Their first discovery was that the gut mycobiome, which is the collective genome of fungi in the gut, varied dramatically between mice from different suppliers.

However, when the researchers analyzed fungi in the food pellets provided by the suppliers and those in the pellets they used in their own experiments, they found no evidence to suggest that these were a major source of the fungi in the animals’ guts.

This strongly suggests that the fungi were permanent residents in their intestines.

Next, they discovered that when the animals ate a processed diet, it reduced the diversity of fungi living in their jejunum, compared with the normal diet.

This, in turn, correlated with unhealthy changes in the metabolisms of male mice. There were increases in the amount of fat deposited in their livers, for example.

In addition, changes in the mycobiome in response to a processed diet were linked to increases in serum levels of triglycerides and various hormones involved in metabolism, including insulin, leptin, and ghrelin.

Leptin helps regulate the amount of body fat, whereas ghrelin boosts appetite.

Specifically, increases in these markers of unhealthy metabolism correlated with increased abundance of a fungal genus called Thermomyces and decreased abundance of another genus, called Saccharomyces.

The researchers have published their results in the journal Communications Biology.
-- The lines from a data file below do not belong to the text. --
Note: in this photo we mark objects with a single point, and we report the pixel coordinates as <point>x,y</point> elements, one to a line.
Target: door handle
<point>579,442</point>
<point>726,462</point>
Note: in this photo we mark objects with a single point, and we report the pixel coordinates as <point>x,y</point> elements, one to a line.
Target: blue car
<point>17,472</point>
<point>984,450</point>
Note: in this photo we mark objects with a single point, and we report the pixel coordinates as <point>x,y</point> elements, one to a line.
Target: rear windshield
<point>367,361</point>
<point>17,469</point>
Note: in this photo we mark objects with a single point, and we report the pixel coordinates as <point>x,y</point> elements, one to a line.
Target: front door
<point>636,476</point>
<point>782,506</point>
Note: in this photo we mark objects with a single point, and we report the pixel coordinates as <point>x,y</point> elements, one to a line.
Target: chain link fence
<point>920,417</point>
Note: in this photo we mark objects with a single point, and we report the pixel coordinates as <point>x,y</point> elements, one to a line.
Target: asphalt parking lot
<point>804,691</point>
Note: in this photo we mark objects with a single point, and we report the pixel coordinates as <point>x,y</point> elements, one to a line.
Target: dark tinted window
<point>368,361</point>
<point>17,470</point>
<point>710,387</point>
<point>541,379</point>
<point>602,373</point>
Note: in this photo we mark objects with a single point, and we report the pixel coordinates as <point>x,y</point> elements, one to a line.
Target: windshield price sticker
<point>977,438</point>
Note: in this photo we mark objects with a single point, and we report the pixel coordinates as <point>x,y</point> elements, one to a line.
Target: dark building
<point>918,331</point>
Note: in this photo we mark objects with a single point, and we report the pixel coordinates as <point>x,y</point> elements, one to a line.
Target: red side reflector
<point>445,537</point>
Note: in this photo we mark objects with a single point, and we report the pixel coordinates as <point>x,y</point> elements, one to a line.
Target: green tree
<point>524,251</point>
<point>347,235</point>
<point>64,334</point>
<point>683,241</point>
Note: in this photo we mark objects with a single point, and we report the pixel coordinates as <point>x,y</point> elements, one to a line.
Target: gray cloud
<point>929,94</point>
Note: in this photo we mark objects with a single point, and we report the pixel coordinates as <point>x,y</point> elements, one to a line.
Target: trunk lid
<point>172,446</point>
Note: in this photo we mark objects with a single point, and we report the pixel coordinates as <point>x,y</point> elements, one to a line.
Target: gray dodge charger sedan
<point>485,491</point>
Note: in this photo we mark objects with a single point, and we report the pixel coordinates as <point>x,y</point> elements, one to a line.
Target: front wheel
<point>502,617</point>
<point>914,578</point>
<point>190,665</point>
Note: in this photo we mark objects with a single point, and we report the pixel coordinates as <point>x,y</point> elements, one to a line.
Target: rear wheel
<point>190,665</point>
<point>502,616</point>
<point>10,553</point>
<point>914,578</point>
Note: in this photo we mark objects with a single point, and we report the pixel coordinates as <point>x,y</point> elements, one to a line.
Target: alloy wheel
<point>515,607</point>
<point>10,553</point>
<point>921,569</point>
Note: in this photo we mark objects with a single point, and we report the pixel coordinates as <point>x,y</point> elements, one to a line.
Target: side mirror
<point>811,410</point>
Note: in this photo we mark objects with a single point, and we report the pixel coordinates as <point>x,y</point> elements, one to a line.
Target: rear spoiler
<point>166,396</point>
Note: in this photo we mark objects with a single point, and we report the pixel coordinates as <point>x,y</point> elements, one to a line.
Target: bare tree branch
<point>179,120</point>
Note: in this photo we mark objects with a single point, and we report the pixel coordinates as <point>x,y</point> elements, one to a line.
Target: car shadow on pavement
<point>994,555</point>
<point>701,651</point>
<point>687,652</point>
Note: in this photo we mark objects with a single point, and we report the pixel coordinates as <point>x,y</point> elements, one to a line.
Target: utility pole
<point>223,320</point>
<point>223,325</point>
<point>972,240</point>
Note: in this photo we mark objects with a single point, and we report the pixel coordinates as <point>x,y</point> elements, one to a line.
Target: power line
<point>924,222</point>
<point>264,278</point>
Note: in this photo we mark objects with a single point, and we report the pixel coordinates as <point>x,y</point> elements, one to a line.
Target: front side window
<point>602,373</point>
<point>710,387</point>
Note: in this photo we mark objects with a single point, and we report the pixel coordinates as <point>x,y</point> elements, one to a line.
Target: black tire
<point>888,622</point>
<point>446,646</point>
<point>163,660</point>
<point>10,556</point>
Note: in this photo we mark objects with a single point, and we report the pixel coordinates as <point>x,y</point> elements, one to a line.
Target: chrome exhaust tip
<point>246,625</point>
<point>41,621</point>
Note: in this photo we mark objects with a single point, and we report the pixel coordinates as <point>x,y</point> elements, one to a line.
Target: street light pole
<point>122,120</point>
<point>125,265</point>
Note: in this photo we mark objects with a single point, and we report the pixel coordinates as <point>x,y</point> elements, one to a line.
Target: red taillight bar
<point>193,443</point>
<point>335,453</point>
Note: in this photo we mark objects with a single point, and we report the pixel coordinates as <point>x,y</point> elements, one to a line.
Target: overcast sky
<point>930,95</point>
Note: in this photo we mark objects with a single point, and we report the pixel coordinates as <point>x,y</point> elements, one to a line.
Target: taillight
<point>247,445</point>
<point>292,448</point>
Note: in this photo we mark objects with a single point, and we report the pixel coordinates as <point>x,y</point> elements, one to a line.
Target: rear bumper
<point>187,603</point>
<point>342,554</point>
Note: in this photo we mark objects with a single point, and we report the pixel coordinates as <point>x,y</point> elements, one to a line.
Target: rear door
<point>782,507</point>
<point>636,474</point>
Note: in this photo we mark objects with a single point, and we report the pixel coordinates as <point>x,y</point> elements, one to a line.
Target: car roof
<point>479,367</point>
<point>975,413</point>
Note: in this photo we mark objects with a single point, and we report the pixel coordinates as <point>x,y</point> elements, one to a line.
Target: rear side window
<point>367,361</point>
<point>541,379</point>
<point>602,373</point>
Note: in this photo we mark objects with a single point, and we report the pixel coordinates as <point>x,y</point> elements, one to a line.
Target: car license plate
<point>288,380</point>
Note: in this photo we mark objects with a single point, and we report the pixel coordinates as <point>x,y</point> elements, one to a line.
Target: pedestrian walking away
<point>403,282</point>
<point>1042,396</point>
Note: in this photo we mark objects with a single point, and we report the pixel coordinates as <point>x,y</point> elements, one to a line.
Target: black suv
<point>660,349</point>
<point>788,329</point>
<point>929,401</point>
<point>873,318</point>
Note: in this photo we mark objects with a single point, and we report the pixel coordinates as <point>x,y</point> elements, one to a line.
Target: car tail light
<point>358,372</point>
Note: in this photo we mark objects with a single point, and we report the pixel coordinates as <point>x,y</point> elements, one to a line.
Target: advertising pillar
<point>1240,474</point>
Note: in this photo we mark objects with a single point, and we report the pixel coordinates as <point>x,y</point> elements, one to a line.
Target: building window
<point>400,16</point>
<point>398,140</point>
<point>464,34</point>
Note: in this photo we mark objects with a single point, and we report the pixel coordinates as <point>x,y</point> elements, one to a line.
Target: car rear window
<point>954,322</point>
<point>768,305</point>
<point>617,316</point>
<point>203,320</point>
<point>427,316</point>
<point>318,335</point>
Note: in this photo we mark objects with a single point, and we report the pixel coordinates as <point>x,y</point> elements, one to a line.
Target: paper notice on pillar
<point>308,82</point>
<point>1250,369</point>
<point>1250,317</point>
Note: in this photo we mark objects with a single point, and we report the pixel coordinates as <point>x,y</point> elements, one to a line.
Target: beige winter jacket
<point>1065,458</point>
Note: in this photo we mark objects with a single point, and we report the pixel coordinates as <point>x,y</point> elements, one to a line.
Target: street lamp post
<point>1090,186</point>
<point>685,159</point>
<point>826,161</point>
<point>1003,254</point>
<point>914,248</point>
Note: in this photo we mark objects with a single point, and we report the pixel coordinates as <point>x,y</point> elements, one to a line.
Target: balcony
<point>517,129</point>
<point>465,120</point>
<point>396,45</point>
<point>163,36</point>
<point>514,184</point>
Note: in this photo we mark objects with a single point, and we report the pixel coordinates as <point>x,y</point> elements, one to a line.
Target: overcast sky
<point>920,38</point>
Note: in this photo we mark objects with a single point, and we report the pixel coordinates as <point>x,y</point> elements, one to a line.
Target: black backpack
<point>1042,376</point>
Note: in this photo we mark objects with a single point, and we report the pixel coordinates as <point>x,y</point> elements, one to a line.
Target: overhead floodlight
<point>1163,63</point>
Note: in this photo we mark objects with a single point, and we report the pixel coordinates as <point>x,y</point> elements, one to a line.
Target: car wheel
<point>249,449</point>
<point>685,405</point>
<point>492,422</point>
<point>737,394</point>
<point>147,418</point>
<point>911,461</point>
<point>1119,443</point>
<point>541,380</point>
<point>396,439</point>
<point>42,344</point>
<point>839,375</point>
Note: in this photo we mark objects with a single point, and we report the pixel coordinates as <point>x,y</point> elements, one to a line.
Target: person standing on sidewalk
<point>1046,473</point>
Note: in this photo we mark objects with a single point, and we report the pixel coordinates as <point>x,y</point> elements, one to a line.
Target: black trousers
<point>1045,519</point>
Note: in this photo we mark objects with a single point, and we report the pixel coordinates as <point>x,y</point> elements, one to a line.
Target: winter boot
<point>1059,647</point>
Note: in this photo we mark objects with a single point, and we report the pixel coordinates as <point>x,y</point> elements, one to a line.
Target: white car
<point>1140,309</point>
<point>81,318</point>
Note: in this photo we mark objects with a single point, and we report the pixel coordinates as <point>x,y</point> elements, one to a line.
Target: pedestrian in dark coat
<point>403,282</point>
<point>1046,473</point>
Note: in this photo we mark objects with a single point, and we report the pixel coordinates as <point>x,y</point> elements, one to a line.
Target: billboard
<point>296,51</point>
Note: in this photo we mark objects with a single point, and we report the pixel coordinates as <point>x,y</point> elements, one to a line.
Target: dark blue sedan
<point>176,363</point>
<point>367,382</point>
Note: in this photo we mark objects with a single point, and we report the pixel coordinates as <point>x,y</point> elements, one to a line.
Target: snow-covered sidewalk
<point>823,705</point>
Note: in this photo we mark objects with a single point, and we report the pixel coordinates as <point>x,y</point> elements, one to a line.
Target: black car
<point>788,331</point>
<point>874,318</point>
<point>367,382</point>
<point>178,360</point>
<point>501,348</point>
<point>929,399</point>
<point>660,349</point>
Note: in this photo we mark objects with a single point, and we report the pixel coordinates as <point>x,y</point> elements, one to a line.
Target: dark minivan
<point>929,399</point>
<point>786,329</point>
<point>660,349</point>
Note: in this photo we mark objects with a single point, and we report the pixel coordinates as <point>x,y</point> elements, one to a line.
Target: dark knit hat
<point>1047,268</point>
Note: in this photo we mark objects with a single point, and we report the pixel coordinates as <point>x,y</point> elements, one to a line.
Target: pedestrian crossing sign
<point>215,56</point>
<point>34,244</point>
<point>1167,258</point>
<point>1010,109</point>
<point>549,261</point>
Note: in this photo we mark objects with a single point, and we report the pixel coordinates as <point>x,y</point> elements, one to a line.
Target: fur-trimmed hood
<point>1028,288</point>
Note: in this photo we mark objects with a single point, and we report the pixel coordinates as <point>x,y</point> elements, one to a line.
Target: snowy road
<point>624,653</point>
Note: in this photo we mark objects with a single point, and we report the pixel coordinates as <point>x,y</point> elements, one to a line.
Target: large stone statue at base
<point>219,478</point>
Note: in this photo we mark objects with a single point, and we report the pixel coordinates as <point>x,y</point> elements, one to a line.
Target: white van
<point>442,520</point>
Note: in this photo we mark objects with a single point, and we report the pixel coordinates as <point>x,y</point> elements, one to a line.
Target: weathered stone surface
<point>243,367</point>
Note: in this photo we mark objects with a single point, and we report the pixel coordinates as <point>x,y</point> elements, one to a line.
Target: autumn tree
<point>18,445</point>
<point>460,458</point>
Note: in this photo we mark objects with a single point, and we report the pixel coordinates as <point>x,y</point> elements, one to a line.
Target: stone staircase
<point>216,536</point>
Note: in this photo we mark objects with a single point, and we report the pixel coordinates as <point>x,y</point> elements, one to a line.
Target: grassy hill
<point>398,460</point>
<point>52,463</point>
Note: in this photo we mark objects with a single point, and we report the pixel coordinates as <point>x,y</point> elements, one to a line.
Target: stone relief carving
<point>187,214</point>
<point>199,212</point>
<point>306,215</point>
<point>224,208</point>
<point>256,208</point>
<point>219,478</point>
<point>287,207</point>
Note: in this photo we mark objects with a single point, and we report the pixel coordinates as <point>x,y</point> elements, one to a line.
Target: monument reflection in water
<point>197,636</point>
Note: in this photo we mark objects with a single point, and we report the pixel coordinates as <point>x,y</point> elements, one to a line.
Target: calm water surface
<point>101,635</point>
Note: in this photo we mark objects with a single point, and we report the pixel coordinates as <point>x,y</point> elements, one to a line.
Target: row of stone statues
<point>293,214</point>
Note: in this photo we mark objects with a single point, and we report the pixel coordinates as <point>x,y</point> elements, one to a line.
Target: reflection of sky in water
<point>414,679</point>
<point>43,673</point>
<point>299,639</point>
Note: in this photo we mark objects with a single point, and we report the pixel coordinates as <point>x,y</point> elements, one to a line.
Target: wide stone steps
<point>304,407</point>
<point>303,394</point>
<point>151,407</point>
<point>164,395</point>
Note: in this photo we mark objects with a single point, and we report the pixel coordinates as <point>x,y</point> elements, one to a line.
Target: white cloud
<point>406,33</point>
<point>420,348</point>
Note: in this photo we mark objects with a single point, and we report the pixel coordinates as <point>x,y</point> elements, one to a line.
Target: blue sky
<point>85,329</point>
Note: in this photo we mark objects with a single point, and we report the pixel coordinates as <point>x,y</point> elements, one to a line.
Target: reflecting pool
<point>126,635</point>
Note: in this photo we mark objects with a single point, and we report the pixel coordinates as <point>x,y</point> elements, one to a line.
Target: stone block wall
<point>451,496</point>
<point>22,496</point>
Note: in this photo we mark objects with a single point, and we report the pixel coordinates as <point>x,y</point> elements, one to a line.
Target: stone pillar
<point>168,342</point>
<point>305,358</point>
Summarizing their findings, the study authors write:

“We show that the gut mycobiome of healthy mice is shaped by the environment, including diet, and significantly correlates with metabolic outcomes. We demonstrate that exposure to processed diet leads to persistent differences in fungal communities that significantly associate with differential deposition of body mass in male mice compared [with] mice fed standardized diet.”

The authors note that other researchers who study the microbiome and its effects on health often only analyze bacteria in fecal samples.

By ignoring the abundance and diversity of fungi in the gut, they may overlook an important hidden variable that contributes to their results.

One limitation of the new study was that it only revealed correlations between diet, fungi, and metabolism, rather than direct, causal links. There is a possibility that diet drives changes in bacterial communities, for example, which can, in turn, influence metabolism and the mycobiome.